# Blower belt won't stay on



## jarheaddoc (Sep 4, 2012)

Ariens 924073

The belt for the blower on this machine keeps jumping off the drive sheave. The machine worked fine before I removed the blower for other work I needed to do to the machine.

I am assuming that I put the machine back together correctly because the bolts lined up and nothing looks crooked. I did move the belt finger when I took it apart.

The first time I put it back together the auger ran by itself at full speed and the belt jumped the sheave. The second time the auger only moved when the clutch lever was pushed, then the belt came off the sheave.

I have missed something simple, I'm sure. I didn't find much of an answer in the manuals I have for this machine.


----------



## HCBPH (Mar 8, 2011)

I assume what you're calling a belt finger is some form of belt keeper. I'm guessing you have one on the wrong side of the belt or misaligned.

Post some pictures and I'm sure someone can help you out. This is assuming all the pulleys etc are correctly aligned and teh auger housing hooked up correctly.


----------



## td5771 (Feb 21, 2011)

Make sure the belt guard "fingers" are on the outside of the belt

There is always the possibility of the wrong belt.

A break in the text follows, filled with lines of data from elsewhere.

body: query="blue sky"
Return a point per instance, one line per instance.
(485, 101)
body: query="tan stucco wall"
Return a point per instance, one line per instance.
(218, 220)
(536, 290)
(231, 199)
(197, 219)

I rarely order the factory belt. I use off the shelf belts but you have to ensure you have the right profile (v shape)or it will not sit right in the groove.


----------



## jtclays (Sep 24, 2010)

doc, Is the auger pulley on the back of the blower housing inline with the small pulley on the engine? Is the auger pulley wobbly or bent? Check too that the spring for the brake assembly is still there and this underside "belt finger" is in place. Also it may be possible the rod, just below the belt finger I have pictured (where the blower housing hooks over) has cracked a weld during re-assembly? That could cause the blower to tractor mounting to wobble under load. Just throwing out ideas beyond it likely being a wrong belt.


----------



## jarheaddoc (Sep 4, 2012)

JT,
I will take a look at the stuff you suggest once it warms up enough to go outside for more than one second. Zero would be warm right now!


----------